Crews from the BC Wildfire Service will be assisting with this project and will carefully monitor the fires at all times. Burning will take place only if site conditions are favourable and weather conditions will allow smoke to dissipate quickly.
This is the final stage of an ongoing fuel management project that started in 2014.
These prescribed fires will mimic naturally occurring ground fires by burning the forest understory, leaving larger trees intact and restoring open forest conditions. Reducing the amount of dead and combustible material in grassland and open forest areas will also decrease the potential for intense wildfire behaviour in those areas and help protect a nearby communications tower in the event of a naturally occurring wildfire.
The N’Quatqua First Nations did low-intensity burning in this area in the past and this year’s project will also help return local ecosystems to a more natural state.

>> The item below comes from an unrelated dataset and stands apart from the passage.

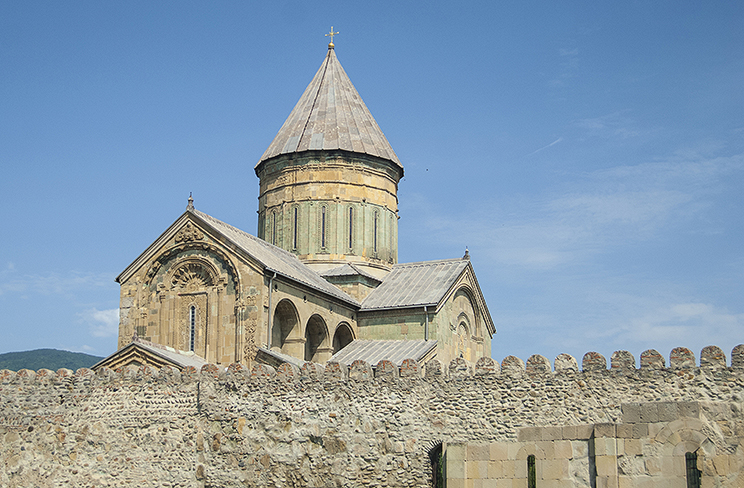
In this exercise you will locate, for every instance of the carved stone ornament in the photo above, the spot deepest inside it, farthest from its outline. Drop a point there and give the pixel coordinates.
(191, 277)
(189, 233)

The reintroduction of fire will improve biodiversity by encouraging the growth of deciduous shrubs, herbs and grasses, enhancing berry production and improving wildlife habitat.
Photos of this prescribed burn project will be posted on Facebook at:www.facebook.com/BCForestFireInfo
A factsheet about prescribed burns and ecosystem restoration burns is available online at:https://news.gov.bc.ca/factsheets/prescribed-burns-and-ecosystem-restoration-burns
Funding for these prescribed burns was provided by the Strategic Wildfire Prevention Initiative, which is administered by the Union of B.C. Municipalities. The B.C. government introduced the Strategic Wildfire Prevention Initiative to help local governments and First Nations reduce the risk of interface wildfires, where urban development borders on forests and grasslands.
According to this release, the B.C. government has provided $78 million to the Strategic Wildfire Prevention Initiative since 2004, including $15 million in 2015.